Contributor: Nick Hawkes
Sacubitril/valsartan reduces morbidity and mortality in patients with HFrEF, so why has the adoption of this therapy in the outpatient setting been so slow?
DeVore et al. used data from the CHAMP-HF registry, a 121 site-based registry of outpatient HF management. They examined the use of sacubitril/valsartan over a 2 year period in the enrolled practices.
Patients with HFrEF (EF<40%) treated with sacubitril/valsartan (n=616) were compared to patients prescribed an ACEI/ARB (n=2506) or neither sacubitril/valsartan or an ACEI/ARB (n=1094). Patients taking sacubitril/valsartan were younger (63 vs 66 ACEI/ARB vs 69 neither, p<0.001), less likely to have chronic kidney disease (15% vs 17% ACEI/ARB vs 30% neither, p<0.001), more likely to have cardiac resynchronization therapy (12% vs 7% ACEI/ARB vs 7% neither, p<0.001), with a lower ejection fraction (27% vs 30% ACEI/ARB vs 30% neither, p<0.001). Larger practices, namely those with more cardiologists and advanced practice providers, were associated with higher sacubitril/valsartan use.

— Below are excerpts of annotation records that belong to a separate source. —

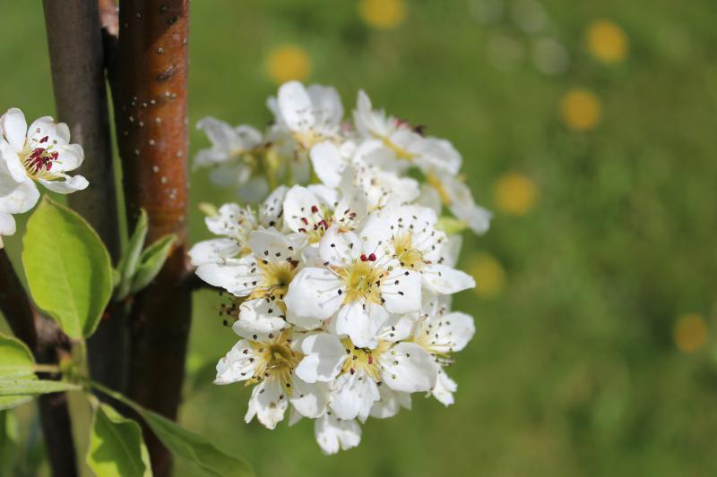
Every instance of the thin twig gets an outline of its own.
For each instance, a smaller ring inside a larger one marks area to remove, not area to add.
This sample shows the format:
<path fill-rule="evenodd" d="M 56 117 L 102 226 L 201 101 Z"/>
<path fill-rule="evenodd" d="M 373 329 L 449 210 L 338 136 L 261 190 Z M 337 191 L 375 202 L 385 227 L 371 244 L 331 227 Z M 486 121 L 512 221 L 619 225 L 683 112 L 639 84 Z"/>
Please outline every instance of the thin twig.
<path fill-rule="evenodd" d="M 119 216 L 98 3 L 44 0 L 43 5 L 57 115 L 68 124 L 73 141 L 82 146 L 87 158 L 80 172 L 90 187 L 70 195 L 68 201 L 94 227 L 117 263 Z M 105 20 L 109 19 L 106 14 Z M 128 335 L 120 307 L 105 313 L 88 340 L 92 378 L 118 391 L 125 390 L 127 381 Z"/>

Further analysis showed that patients taking sacubitril/valsartan were less likely to be of Hispanic ethnicity, more likely to have private insurance, more likely to have a college degree, less likely to be unemployed, and more likely to be treated with beta-blockers, aldosterone antagonists, and ivabradine. Of note, over the two years of the study, the portion of patients treated with sacubitril/valsartan rose from 9% to 24%.
No study is perfect. CHAMP-HF is composed of voluntary contributing sites and this analysis only includes patients who had data in multiple surveys over time. Additionally, the investigators were not able to analyze costs, access, and formulary issues that may have influenced prescribing.